[projectorlochsa]

Well this does make a little bit of sense if after estimating things get worse for a particular case.

If MSEs were 5, 5, 100, and after they are 10, 10, 80, the total got better but the prediction for the other two got worse.

[ryanmonroe]

This is not why it works. The James-Stein estimator applies in the case of independently distributed Normal variables with equal variance, so the individually optimal estimators for each parameter have the same MSE.

[projectorlochsa]

I think it is impossible James-Stein estimator of the whole sample can outperform all of the three MLE for each particular. Not that I would know of a way to generate a particular from a joint estimator.

[ryanmonroe]

I think I may have misinterpreted your original comment.
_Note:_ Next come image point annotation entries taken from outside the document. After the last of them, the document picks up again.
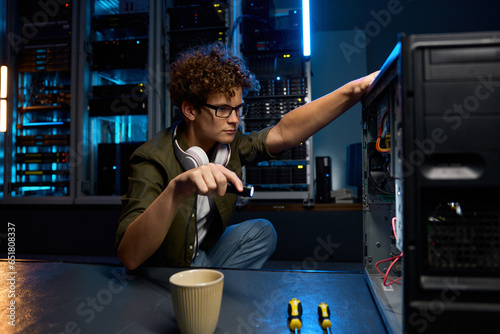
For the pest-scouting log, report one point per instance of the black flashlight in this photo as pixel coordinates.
(247, 190)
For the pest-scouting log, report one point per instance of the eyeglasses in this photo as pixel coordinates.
(225, 111)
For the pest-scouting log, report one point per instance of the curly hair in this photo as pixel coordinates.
(210, 69)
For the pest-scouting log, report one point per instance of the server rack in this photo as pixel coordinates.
(84, 74)
(273, 49)
(431, 186)
(38, 142)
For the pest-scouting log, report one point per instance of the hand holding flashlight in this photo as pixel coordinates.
(247, 190)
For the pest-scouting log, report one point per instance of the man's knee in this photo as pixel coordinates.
(267, 233)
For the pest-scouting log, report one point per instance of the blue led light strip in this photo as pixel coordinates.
(306, 29)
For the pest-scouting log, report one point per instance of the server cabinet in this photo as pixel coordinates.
(431, 185)
(272, 46)
(88, 82)
(40, 52)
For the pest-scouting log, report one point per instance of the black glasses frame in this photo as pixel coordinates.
(240, 110)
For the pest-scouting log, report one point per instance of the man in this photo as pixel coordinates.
(176, 211)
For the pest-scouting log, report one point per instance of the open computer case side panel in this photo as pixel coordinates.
(447, 175)
(380, 248)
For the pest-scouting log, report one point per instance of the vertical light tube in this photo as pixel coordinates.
(3, 115)
(3, 82)
(306, 28)
(3, 98)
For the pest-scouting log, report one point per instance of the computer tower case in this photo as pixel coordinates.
(431, 184)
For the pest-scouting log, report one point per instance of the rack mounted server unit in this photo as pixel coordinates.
(431, 149)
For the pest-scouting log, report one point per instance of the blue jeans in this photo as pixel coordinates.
(245, 245)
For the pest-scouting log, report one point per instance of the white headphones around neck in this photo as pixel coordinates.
(195, 156)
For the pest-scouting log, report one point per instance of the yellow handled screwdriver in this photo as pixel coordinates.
(294, 314)
(324, 316)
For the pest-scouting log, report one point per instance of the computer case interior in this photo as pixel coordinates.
(431, 184)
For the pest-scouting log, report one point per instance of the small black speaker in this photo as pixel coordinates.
(323, 180)
(106, 169)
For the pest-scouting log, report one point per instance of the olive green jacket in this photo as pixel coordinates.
(154, 164)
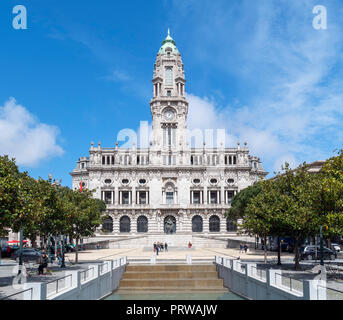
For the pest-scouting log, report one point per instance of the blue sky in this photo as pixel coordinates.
(82, 71)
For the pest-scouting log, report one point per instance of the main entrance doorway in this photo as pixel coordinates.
(169, 225)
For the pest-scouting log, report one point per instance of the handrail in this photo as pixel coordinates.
(85, 273)
(330, 289)
(17, 293)
(291, 288)
(261, 276)
(57, 289)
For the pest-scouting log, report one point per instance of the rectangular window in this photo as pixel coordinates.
(230, 195)
(108, 197)
(170, 197)
(142, 198)
(213, 196)
(169, 136)
(196, 197)
(125, 196)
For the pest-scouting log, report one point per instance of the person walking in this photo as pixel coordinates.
(43, 263)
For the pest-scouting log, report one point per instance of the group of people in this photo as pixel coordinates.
(159, 246)
(243, 247)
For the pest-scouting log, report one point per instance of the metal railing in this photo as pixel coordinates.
(55, 286)
(259, 273)
(19, 295)
(240, 267)
(103, 268)
(330, 293)
(290, 283)
(87, 274)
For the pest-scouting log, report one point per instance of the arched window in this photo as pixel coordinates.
(142, 224)
(107, 225)
(169, 225)
(231, 226)
(125, 224)
(169, 76)
(197, 224)
(214, 224)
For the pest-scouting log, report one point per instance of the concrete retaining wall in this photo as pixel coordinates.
(94, 283)
(245, 280)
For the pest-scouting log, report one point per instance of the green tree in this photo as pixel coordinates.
(84, 215)
(241, 200)
(9, 192)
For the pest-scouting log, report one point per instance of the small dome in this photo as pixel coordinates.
(168, 43)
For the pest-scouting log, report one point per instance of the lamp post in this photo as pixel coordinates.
(62, 251)
(321, 247)
(278, 251)
(20, 246)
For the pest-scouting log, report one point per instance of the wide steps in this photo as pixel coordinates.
(143, 290)
(171, 275)
(171, 278)
(178, 283)
(175, 268)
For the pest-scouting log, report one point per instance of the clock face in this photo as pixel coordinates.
(169, 115)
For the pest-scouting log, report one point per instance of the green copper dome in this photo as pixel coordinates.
(168, 43)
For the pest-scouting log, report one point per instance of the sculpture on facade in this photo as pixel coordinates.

It's true, as you say, that in the Stein estimator some individual MSEs get worse to yield a lower overall MSE. I was focusing on your example and assuming you meant this was only possible because some individual MSEs were larger than others to begin with (under the individually optimal estimator).

[mafuyu]

Yeah, reading through the Wikipedia, it looks like this reduces the total error of the combined estimator, but the error compared to an estimator of any one single parameter could be worse. So you can combine whatever crazy parameters you want, but it's only really relevant when you have things that are associated with each other somehow, and you want to reduce the total error of estimating all of them.

[ryanmonroe]

> it's only really relevant when you have things that are associated with each other somehow

The proof of lower overall MSE assumes the variables are independent.